Sunday, September 21, 2008

Off and running

I drafted the first short (three page) chapter of the new thunderbolt of a short novel, and while it's clearly draft, with lots to fix, nonetheless the tone strikes me as about right ... and since I already have the story whole, I'm moving forward and now expect to finish a draft before winter ends.

It's interesting to compare this to my continuing struggles with the Cold War novel, many drafts over many years, with much I like -- characters, setting, rhetoric -- but always stopped dead in its tracks at the moment I admit I have no story. Hence my new approach, to write it as a screenplay, in which story matters most. I believe in a novel the story does not matter most in the end -- it's the way the story is told, that bundle of style, tone, voice, point of view, that communicates the story. "It ain't what you do, it's the way that you do it," says my favorite literary critic, Jimminy Cricket. This is a judgment of the end product. But the process works a bit differently, and if you don't have a clear story, or create one along the way, the stone wall inevitably appears and you're stopped in your tracks.

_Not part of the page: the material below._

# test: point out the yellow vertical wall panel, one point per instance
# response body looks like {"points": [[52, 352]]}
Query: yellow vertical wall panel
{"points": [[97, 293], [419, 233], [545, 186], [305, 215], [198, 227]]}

This new story came to me whole. Almost never happens. Very rare indeed. But there it was, suddenly in my head, and I can see how it comes from all the brooding I've been doing about aging, dying, empowerment, the things I brood about these days. I found a story that deals with all of this with dark humor and economy. And, of technical challenge to me, the story includes a device I've never used before: a Greek god is a character. That's the way I see it. A reader may believe it's a loony character who just believes he's a Greek god. But I take him at his word.

This book is too literary to be commercial. No problem. If done right, it will have a proud place on the shelf of my archive. Moreover, it should be a hoot to write. Dark comedy is always fun.

Man, how quickly my entire work schedule can change! I've learned not to ignore these gifts from the gods. In the past, they've turned out just fine.

2 comments:

Julie said...

your description reads like a potential opera

Charles Deemer said...

Interesting idea! First things first but definitely will keep this in mind.